図1の例示の実施形態では、ソース同期システムを示しており、トランスミッタPLL112は、第2のシリアルインターフェース118にも連結されており、コンピューティングモジュール102,104間のソース同期通信をサポートするために、第2のシリアルインターフェース118を通して第2のコンピューティングモジュール104へ伝送クロック信号(C
TX)を通信するように構成されている。
【0015】
トランスミッタ114は、概して、以下に詳細を説明するように、トランスミッタPLL112から受信した伝送クロック信号(C
TX)の立ち上りおよび/または立ち下りエッジと同期して、シリアル化されたデータの個々のビットを表す電気信号を、パラレル/シリアル変換回路110の出力から、シリアルインターフェース106を通して順次伝送するように構成される、第1のコンピューティングモジュール102のハードウェア構成要素および/または回路を表す。例示的実施形態において、トランスミッタ114は、シリアルデータの先行および/または後続ビットを利用して、シリアルインターフェース106の性能特性(例えば、ノイズ、歪み、減衰等)に基づいて、シリアルデータのそれぞれのビットを表す電気信号を等化するように構成されたFIR等化トランスミッタとして実現される。以下に詳細を説明するように、例示的実施形態において、トランスミッタ114は、シリアルインターフェース106を通して伝送される信号の所望の等化を達成する一方で、レシーバ120の実効入力インピーダンスに一致する所望の実効出力インピーダンスを同時に達成するように構成されている。
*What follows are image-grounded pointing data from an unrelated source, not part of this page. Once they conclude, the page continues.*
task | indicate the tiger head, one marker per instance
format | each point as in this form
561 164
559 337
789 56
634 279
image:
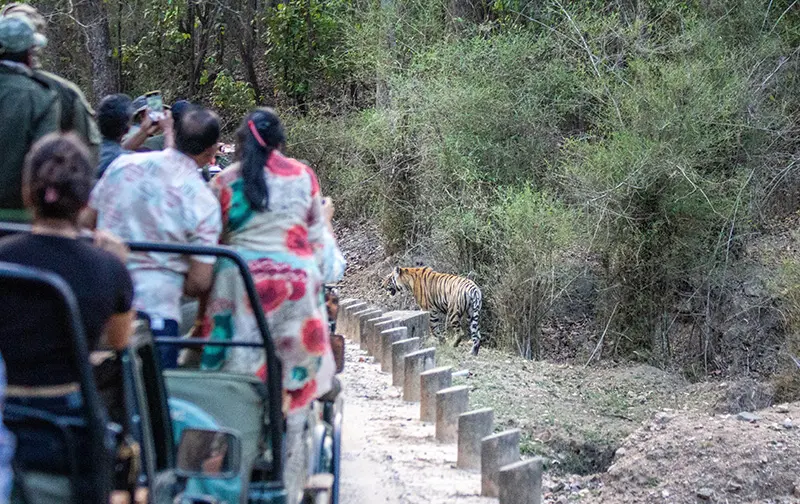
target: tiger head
392 283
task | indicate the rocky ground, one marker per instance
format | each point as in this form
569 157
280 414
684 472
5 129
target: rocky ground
609 432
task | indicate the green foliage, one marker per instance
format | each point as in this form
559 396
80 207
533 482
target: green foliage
637 134
231 97
302 38
633 145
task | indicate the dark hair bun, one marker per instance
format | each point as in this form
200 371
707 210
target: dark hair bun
58 176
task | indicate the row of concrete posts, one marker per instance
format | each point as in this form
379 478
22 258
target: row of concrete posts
394 340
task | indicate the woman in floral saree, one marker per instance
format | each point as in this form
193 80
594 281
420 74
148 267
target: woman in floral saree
272 215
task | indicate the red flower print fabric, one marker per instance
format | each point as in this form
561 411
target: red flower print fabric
297 241
314 336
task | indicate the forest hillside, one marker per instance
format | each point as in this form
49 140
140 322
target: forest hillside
620 176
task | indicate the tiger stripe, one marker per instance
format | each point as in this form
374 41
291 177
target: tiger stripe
443 295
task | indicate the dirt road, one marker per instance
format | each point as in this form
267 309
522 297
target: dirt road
389 455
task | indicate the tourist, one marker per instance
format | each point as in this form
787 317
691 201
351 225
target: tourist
114 116
34 342
160 196
272 215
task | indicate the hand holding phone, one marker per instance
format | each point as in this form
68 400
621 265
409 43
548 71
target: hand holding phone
155 105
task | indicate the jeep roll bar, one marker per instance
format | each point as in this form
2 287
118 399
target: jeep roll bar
274 382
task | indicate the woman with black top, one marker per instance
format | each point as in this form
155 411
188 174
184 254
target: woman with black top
57 180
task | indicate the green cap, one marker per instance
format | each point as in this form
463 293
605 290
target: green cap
17 34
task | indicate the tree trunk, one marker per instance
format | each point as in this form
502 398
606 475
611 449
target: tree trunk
247 44
93 16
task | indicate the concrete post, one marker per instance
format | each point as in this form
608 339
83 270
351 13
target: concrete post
521 482
431 382
341 317
416 321
360 319
399 351
497 451
414 364
388 337
368 333
376 343
349 311
473 426
450 404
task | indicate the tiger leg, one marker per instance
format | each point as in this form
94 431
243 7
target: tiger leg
454 321
436 325
473 312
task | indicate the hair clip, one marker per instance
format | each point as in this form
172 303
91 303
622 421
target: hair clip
50 195
254 131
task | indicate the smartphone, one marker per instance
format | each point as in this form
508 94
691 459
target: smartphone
155 105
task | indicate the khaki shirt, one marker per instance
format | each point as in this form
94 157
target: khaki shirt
29 109
77 114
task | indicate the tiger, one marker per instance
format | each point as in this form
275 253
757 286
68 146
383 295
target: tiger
441 294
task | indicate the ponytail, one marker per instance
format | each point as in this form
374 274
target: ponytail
260 134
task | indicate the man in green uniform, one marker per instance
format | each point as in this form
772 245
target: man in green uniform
28 109
76 113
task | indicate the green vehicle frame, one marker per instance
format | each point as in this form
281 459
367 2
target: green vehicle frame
246 408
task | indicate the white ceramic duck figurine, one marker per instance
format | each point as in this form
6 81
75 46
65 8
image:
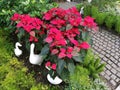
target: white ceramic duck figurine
54 81
35 59
68 0
89 1
17 51
82 11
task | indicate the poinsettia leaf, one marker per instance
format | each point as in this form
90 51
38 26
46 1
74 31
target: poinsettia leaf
78 58
61 65
69 26
84 36
45 50
71 67
20 34
32 33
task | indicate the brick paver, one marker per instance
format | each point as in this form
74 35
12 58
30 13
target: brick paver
107 46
この点で、以下に説明するように、トランスミッタコントローラ116は、概して、トランスミッタ114に連結されており、かつ、外部の精密抵抗基準140と一致するようにトランスミッタ114内の特定数のドライバ支脈を有効にし、所望の等化を達成する様式で、シリアルインターフェース106を通して転送される信号を生成する有効なドライバ支脈を割当てることによって、トランスミッタ114の出力インピーダンスを制御するように構成される、ハードウェア、ファームウェア、処理論理および/またはソフトウェア(あるいはこれらの組み合わせ)を表す。トランスミッタコントローラ116は、第1のコンピューティングモジュール102の個別の要素として示されるが、実際には、トランスミッタコントローラ116の特徴および/または機能は、処理システム108によって実装されてもよく、あるいはトランスミッタコントローラ116は、処理システム108と統合されてもよいことに留意されたい。
【0016】
例示の実施形態において、第2のコンピューティングモジュール104は、制限ではなく、シリアルインターフェース106を通してデータを通信するためのレシーバ120と、レシーバクロックおよびデータリカバリ(CDR)モジュール122と、シリアル/パラレル変換回路124と、第2の処理システム126と、レシーバコントローラ130とを含む。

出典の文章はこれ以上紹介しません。